China is called upon to free an imprisoned Uyghur academic

Global rights watchdog Human Rights Watch (HRW) has called on China’s communist regime to release prominent Uyghur economist and government critic Ilham Tohti who was convicted and given a life sentence ten years ago.

The rights group termed the arrest and conviction of Tohti in 2014 on alleged charges of inciting separatism as “politically motivated,” in a statement released on Sept. 23.

The life sentence imposed on Tohti “marked the beginning of the Chinese government’s severe crackdown on the Uyghur region in 2014,” said Maya Wang, HRW’s associate China director.

“Tohti’s life imprisonment for his peaceful criticism and torturous solitary confinement reflects the Chinese government’s heightened repression and relentless abuses against Uyghurs,” Wang alleged.

HRW pointed out that Tohti’s family has not been allowed to visit him since early 2017 and he has been placed in solitary confinement since his arrest.

A top economist, Tohti, now 54, taught economics at the Central Nationalities University, now the Minzu University of China, in Beijing.

Chinese officials had accused him of using his lectures to incite violence and to trigger Uyghur separatism to overthrow the government.

He came under renewed state surveillance in 2006 when he established “Uyghurs Online,” a website to discuss Uyghur issues and problems and to promote his research work on relations between Uyghur and Han Chinese communities.

The government shut down the website in 2008 and sentenced the manager, Gheyret Niyaz, now 65, to 15 years in prison in 2010 for “endangering state security.”

Tohti was arrested and jailed following the riots in Urumqi, the capital of Xinjiang Uyghur Autonomous Region in northwest China in 2009. He was accused of inciting violence for his criticism of the government’s repressive policies in Muslim-majority Uyghurs in Xinjiang.
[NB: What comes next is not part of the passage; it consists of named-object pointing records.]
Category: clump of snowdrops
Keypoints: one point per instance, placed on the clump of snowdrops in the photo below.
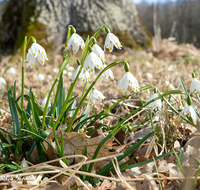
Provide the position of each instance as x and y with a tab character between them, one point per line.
37	122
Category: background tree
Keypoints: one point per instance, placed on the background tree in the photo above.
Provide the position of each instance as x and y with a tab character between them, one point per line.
185	13
48	20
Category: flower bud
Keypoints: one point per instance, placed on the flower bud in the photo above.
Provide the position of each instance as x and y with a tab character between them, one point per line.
107	29
194	75
126	67
73	29
155	90
94	40
90	49
78	62
189	101
33	39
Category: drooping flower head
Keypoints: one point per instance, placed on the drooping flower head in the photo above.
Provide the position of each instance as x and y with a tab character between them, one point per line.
92	61
99	52
112	40
75	41
40	77
44	101
84	75
189	111
11	71
107	74
2	82
155	104
195	86
97	95
36	51
126	80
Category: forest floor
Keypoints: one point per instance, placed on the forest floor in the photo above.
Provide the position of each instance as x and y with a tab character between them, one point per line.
165	65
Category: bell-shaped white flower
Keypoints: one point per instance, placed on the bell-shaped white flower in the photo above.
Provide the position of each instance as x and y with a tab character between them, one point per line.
112	40
195	86
149	75
70	68
128	79
40	77
75	41
155	104
99	52
97	95
84	75
91	61
36	51
11	71
107	74
44	101
2	82
189	111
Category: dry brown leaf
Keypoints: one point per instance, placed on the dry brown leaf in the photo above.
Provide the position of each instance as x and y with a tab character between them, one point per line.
175	171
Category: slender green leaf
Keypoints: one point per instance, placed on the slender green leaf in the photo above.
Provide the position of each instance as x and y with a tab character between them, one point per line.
106	168
3	152
181	156
13	110
84	167
73	108
183	85
36	119
41	151
23	115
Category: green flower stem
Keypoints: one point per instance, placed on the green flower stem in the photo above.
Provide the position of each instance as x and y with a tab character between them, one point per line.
141	89
22	93
84	89
56	96
66	103
90	88
120	126
178	162
64	64
151	119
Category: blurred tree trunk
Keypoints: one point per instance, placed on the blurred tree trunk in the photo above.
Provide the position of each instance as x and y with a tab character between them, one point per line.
47	20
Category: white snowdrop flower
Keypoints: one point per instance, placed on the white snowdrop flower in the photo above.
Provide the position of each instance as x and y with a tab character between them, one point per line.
112	40
149	75
33	179
195	86
189	111
11	71
69	74
44	101
24	163
75	41
55	70
40	77
97	95
2	82
155	104
170	68
36	51
84	75
128	79
70	68
99	52
91	61
107	74
64	72
49	77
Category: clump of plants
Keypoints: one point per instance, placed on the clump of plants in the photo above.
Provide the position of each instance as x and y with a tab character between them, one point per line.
40	129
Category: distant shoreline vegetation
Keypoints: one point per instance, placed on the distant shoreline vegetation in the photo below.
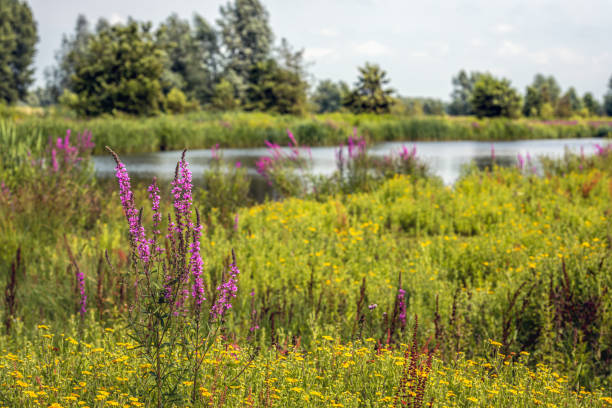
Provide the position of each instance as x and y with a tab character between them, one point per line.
200	130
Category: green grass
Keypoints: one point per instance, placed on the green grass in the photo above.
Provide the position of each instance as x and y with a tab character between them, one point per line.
204	130
508	273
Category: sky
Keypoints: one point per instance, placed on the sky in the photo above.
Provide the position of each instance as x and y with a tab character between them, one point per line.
421	45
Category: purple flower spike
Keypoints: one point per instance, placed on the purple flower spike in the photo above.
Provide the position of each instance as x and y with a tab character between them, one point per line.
227	290
83	302
401	298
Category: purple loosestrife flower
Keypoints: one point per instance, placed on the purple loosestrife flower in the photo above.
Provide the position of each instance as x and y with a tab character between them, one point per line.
195	265
54	160
137	233
181	191
521	161
83	302
227	290
154	197
401	298
214	151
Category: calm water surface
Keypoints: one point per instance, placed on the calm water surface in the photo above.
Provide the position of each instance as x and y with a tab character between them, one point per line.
444	158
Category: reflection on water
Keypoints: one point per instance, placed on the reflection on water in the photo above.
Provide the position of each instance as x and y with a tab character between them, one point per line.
445	159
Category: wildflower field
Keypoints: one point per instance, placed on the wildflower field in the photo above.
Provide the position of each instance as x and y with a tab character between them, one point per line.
364	291
199	130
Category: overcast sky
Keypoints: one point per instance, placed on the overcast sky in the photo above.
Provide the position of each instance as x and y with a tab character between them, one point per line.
421	44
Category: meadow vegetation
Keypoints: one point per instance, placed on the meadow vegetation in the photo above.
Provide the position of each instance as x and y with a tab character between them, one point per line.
239	129
376	287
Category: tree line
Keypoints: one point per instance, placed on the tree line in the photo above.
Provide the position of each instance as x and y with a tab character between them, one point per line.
185	65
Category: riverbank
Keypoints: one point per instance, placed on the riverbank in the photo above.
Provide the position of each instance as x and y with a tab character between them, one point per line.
203	130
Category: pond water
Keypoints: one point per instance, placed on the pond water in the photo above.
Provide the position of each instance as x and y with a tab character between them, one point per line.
445	159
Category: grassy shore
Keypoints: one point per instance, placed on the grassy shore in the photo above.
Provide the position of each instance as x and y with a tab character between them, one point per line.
204	130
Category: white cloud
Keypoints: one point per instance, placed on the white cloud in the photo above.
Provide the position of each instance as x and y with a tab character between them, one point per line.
540	57
504	28
317	52
116	18
477	42
510	49
327	32
372	48
419	54
568	55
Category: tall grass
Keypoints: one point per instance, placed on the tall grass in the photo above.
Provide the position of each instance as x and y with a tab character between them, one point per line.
509	274
204	130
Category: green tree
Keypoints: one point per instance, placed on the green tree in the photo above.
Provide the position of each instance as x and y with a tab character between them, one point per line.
532	105
18	37
462	93
591	104
71	50
569	104
370	93
608	99
328	96
423	106
192	56
224	96
247	40
494	97
275	89
543	90
120	70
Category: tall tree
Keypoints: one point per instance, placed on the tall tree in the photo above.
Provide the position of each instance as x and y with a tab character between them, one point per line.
247	40
542	96
494	97
275	89
532	105
463	85
569	104
608	99
328	96
18	37
66	58
120	70
370	93
191	52
591	104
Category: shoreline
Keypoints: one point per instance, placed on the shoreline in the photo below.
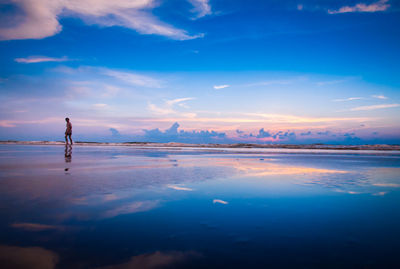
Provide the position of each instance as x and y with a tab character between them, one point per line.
378	147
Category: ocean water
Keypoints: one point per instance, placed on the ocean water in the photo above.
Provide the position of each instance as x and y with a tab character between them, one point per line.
126	207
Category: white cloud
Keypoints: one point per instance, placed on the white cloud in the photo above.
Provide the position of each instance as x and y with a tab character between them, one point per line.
380	5
380	97
39	19
362	108
201	8
168	107
133	78
100	105
348	99
218	201
219	87
40	59
179	188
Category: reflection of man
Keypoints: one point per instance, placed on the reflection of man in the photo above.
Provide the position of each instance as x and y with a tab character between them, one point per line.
68	131
68	154
68	157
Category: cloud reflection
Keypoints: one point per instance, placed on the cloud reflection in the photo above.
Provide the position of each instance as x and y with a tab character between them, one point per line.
27	257
156	259
134	207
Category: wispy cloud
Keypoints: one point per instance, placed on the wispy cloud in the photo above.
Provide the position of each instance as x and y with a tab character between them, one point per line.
40	19
201	8
218	201
179	188
380	5
348	99
133	78
40	59
100	106
219	87
379	97
168	107
373	107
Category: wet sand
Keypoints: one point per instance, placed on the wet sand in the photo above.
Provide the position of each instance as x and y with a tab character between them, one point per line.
109	206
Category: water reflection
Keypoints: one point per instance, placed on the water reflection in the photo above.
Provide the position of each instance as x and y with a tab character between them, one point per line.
27	257
124	208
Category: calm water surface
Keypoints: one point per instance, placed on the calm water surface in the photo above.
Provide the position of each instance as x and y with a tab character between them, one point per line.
123	207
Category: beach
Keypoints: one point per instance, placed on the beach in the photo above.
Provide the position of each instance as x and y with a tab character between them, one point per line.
107	206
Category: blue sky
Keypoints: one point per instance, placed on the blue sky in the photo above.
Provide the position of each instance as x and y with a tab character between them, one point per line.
224	71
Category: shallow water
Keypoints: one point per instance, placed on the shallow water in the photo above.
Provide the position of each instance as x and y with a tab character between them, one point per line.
123	207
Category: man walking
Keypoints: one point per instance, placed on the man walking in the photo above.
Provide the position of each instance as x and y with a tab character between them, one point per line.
68	131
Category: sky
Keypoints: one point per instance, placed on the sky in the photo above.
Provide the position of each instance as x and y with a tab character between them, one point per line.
201	71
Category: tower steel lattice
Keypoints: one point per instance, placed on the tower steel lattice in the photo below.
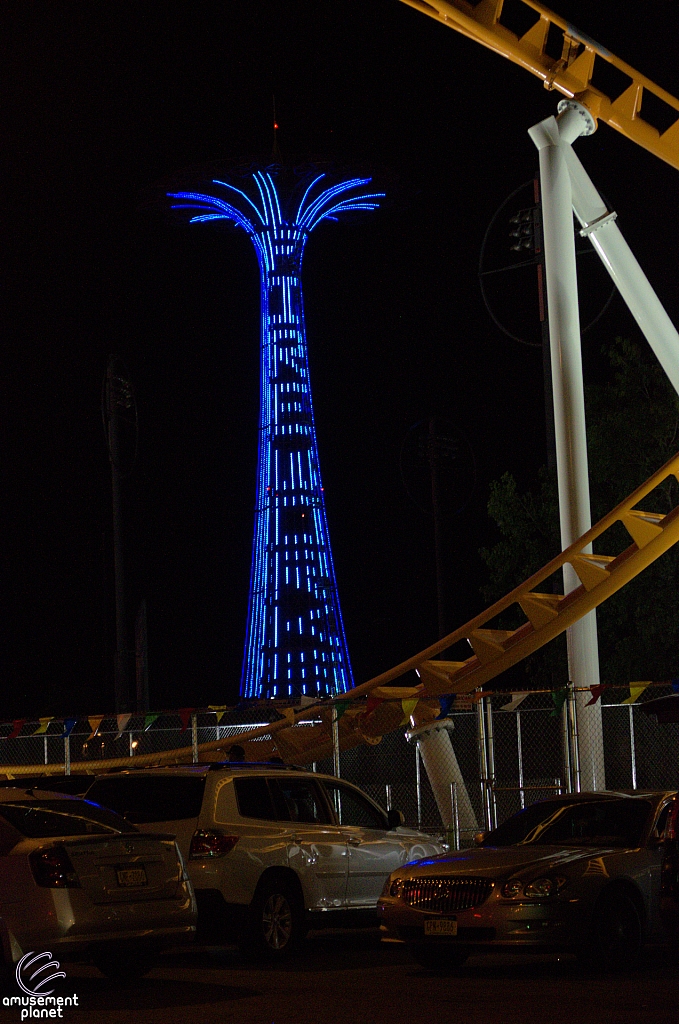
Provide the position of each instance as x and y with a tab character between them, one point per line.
295	643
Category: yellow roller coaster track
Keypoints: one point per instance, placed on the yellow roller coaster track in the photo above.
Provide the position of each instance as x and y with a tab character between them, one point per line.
573	72
651	534
546	615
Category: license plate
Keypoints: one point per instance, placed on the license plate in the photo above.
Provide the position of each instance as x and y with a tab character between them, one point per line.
440	926
131	876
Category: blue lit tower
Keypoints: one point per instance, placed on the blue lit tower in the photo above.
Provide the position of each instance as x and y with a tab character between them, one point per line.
295	643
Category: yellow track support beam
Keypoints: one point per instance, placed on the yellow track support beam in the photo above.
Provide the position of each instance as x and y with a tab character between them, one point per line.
571	73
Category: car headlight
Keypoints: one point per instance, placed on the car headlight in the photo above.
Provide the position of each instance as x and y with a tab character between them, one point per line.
391	887
544	887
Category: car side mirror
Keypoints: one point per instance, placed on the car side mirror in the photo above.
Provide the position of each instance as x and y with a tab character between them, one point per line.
395	818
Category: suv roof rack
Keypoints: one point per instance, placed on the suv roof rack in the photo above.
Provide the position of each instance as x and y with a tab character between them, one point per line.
210	765
216	765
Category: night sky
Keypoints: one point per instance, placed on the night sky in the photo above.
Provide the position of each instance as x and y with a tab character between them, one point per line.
102	100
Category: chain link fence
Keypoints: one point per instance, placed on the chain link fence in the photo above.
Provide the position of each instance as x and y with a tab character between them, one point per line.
483	766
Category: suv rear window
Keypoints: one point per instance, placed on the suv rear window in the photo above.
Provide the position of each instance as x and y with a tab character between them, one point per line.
254	799
145	799
299	800
43	818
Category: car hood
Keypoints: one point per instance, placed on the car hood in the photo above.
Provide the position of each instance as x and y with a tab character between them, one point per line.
493	861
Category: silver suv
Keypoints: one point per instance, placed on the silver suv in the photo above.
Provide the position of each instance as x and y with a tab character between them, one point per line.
271	851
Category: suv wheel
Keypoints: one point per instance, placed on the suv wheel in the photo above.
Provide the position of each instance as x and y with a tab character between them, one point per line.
276	922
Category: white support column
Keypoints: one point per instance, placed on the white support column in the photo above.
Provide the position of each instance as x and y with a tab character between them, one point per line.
620	261
553	139
433	742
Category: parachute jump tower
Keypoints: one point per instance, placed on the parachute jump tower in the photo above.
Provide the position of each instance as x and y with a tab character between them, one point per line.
295	644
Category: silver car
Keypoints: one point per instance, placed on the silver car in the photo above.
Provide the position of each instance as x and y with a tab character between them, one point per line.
80	882
270	850
583	872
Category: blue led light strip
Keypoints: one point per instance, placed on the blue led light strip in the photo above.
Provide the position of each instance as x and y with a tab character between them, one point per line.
295	643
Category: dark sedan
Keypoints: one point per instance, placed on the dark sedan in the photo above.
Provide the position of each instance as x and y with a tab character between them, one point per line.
588	872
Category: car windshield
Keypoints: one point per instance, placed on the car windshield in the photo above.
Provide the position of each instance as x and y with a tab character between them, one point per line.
147	799
592	822
47	818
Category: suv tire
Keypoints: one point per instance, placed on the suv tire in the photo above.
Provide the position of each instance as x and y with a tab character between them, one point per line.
617	935
276	925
However, he was released shortly due to strong international backlash.

Tohti repeatedly denied harboring separatism and said he seeks peaceful solutions to problems and autonomy for the Uyghur-dominated region within China.

He was arrested in January 2014 and sentenced to life imprisonment following a two-day trial, which triggered international condemnation.

During his detention, Tohti was accorded several international awards – the PEN/Barbara Goldsmith Freedom to Write Award 2014, the Martin Ennals Award 2016, the Vaclav Havel Human Rights Price 2019, and the European Parliament’s Sakharov Prize for Freedom of Thought 2019.

The European Union had issued a statement calling for “the immediate and unconditional release of Tohti and other human rights defenders, lawyers, and intellectuals who are arbitrarily detained in China.”

Rights groups say six of Tohti’s students, Abduqeyum Ablimit, Perhat Halmurat, Akbar Imin, Mutellip Imin, Shohret Nijat, and Atikem Rozi, are believed to have been jailed.

Citing the Xinjiang Victims Database, HRW said that it is believed that they have been sentenced to between three-and-a-half and eight years in prison in 2014.

Chinese courts have sentenced several Uyghur intellectuals and activists in the past years, the group said.

Among those Gulshan Abbas, a retired physician, is serving 20 years in jail, Rahile Dawut, a prominent anthropologist was sentenced to life, and Yalqun Rozi, a writer and literary critic sentenced to 15 years.

Abduqadir Jalalidin, a literature professor has been sentenced to 13 years in jail and is among the thousands of people convicted without due process and jailed in Xinjiang, HRW said.

In May 2014, Chinese security forces launched a crackdown on Uyghurs and other Muslims in Xinjiang calling it “Strike Hard Campaign against Violent Terrorism.”

The brutal campaign led to mass and arbitrary detention, unjust prolonged imprisonment, forced labor, family separation, violation of reproductive rights, torture, and the use of transnational repression, HRW said.

In a 2022 report, the Office of the United Nations High Commissioner for Human Rights said that these abuses “may constitute … crimes against humanity.”

“The authorities continue to detain and imprison Uyghurs on vague charges, though precise information is limited due to the severe government control of information in the region,” HRW said in the statement.